В праздник юного месяца ее призвали во дворец. Тяжелыми камнями ложились слова султанши на ее душу. Та, что лежала на подушках, больше не была ни доблестной воительницей, стиравшей в прах города, ни султаншей, низвергавшей империи. На долгое мгновение Нингаль вновь показалось, что она видит перед собой Джадис; женщину, что любила больше жизни. Тогда та улыбалась так же, ничуть не сомневаясь в том, что рана смертельна и все же продолжая растягивать губы в улыбке, от одного вида которой теплело на душе. Жизнь первенца на жизнь возлюбленной. Тогда Нингаль казалось, что сделка справедлива. О, как она смеялась над глупым месяцем, но месяц оказался хитрее. Всю жизнь она отчаянно боялась полюбить свою дочь, свою Ясмин. Во снах она видела правду, а проснувшись не могла забыть. Еще древние сказывали, что у близнецов одна душа на двоих.
— Не держи слезы, полегчает. На мне все как на собаке заживет, дочурка твоя еще тебя переживет. — раздался до боли знакомый голос.
Нингаль припала к рукам Джадис и целовала их, раня губы об острые перстни, проклиная судьбу и свою проклятую любовь. Ресницы слиплись от слез, и она не видела перед собой ничего, кроме пульсирующих пятен, что никак не могли сложиться в цельный узор.
При виде ее, слуги затрепетали. Почувствовав неладное, Нингаль призвала к себе Сина и перевела дух, когда тот явился на ее зов.
— Рассказывай свою последнюю сказку, — сказала Нингаль.
Син открыл рот, но не издал ни звука. Так Нингаль узнала, что сказочник лишился языка. По навету служанки, приревновавшей бледнолицего раба к госпоже, его лишили языка за сказку, что он так и не смог рассказать. Силы оставили Нингаль, и она рухнула на диван, не в силах скрыть своих чувств.
Вернувшись со священной войны, Ясмин больше не была той девой, какой ее помнила Нингаль. Война изменила ее изнутри; словно каленым железом прижгла она нежное сердце. Такой увидела ее Нингаль. Ничего не тая рассказала она дочери о сделке с месяцем и о том, что сделала с Сином, и просила лишь об одном: рассказать ту сказку, что поведал ей раб.

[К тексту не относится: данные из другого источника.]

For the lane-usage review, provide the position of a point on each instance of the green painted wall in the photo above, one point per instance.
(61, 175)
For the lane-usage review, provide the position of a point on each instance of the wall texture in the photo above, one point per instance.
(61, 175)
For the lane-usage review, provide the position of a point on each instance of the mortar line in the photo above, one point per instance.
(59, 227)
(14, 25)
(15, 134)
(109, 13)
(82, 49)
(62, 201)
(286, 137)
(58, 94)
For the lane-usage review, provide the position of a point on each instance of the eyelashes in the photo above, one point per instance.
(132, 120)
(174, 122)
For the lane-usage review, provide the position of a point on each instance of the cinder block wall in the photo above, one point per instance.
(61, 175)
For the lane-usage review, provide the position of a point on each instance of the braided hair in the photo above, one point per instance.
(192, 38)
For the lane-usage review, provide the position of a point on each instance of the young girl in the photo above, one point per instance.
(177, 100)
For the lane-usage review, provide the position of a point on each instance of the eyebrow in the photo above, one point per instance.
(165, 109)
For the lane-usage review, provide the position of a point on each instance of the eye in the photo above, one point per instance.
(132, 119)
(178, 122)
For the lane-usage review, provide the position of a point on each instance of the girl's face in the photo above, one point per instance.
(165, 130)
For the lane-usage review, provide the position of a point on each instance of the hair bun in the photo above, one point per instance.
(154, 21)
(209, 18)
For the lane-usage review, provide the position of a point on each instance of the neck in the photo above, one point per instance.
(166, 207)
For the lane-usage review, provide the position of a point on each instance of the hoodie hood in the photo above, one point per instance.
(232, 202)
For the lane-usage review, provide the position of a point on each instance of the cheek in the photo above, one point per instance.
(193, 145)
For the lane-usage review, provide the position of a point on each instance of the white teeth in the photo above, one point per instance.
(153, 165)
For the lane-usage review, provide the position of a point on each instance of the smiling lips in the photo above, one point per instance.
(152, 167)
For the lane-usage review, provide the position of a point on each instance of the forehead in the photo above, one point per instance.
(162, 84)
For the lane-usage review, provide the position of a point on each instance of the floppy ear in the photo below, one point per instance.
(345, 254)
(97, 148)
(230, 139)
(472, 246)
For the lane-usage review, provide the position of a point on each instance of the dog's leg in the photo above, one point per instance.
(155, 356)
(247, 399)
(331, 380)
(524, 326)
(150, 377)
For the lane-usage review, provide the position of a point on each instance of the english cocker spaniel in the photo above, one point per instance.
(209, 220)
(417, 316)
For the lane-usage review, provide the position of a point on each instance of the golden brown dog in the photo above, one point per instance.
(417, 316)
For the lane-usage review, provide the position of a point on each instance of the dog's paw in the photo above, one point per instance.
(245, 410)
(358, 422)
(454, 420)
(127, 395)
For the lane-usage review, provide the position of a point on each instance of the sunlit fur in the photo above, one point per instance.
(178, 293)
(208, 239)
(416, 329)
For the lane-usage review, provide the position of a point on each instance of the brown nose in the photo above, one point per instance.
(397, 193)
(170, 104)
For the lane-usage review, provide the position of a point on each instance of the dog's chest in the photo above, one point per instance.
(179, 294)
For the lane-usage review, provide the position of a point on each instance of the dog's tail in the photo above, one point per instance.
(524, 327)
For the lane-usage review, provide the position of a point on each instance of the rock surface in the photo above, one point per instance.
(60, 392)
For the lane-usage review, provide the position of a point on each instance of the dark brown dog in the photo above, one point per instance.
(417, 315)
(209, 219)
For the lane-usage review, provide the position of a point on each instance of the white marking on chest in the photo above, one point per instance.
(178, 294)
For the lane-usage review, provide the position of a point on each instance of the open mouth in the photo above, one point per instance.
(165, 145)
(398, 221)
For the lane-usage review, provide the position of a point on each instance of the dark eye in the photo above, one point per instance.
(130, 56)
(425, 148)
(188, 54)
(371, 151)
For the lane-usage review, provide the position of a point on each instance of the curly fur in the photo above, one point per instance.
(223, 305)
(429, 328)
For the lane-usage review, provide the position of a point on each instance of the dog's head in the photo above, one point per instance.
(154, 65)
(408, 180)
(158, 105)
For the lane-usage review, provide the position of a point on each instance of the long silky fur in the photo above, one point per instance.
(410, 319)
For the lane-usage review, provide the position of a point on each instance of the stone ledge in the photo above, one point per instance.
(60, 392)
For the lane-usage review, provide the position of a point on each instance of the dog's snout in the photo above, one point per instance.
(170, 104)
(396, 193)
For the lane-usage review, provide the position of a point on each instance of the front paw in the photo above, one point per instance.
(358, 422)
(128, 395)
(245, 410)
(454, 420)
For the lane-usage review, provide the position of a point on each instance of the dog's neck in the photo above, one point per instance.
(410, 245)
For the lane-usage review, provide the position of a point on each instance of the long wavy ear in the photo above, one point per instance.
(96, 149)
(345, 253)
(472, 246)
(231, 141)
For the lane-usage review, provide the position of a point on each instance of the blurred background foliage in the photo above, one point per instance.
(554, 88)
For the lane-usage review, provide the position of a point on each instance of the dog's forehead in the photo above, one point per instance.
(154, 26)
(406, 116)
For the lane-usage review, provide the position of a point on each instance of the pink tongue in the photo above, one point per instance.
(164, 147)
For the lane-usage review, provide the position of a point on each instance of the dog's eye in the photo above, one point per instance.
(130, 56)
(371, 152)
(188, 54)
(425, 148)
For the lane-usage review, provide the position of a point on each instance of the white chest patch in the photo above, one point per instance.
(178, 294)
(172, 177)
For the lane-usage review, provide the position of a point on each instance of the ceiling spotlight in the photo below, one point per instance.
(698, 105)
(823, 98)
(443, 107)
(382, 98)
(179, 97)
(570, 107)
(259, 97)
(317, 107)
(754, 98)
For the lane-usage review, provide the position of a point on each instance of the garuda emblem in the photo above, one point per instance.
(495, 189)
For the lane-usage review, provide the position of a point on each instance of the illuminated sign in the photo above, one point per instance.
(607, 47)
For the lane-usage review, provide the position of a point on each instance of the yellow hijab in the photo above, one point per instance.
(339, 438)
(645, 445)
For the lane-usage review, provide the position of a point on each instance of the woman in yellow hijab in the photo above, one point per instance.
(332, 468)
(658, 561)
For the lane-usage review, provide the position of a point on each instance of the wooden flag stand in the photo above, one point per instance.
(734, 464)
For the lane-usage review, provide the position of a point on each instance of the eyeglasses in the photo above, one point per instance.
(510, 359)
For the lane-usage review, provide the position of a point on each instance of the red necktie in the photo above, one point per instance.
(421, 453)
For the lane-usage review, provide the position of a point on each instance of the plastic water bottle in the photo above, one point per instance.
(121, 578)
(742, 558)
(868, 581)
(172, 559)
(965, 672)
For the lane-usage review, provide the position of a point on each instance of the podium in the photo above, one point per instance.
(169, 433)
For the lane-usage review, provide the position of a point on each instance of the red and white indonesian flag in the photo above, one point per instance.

— Некогда в одном саду жила девочка, которую не любила ее мать. Но девочка знала, что где-то там, в царстве луны, живет ее брат, и однажды они встретятся в этом саду и будут вместе играть. Но время шло, а луна все убывала, пока в одну из ночей совсем не скрылась с небес. Горько плакала девочка ночами, вопрошая, за что боги прокляли ее. И так сильно было горе девочки, что в одну из ночей боги послали ей один единственный лунный луч, что превратился в прекрасного юношу. И знал тот юноша много сказок, что способны были растопить даже сердце его матери, но девочке он рассказал только одну. То была сказка о том, как месяц сжалился над юной девой и разрешил ей спасти возлюбленную в обмен на жизнь первенца. Такова была сделка, предложенная месяцем, и девушка согласилась на нее. Услышав эту сказку, девочка разозлилась. Всю свою жизнь мечтала она о брате, а того у нее отняли, едва лишь тот успел родиться. За злостью как за плащом пыталась укрыть она свое горе, но сделанного не воротишь, и клятву вспять не обернешь.
Так закончила свою сказку Ясмин. Скрылась Нингаль с тайных покоях, и вернулась со свитком, что написала сама.
— Души мужей как и наши бессмертны, а значит ты еще встретишься с братом своим.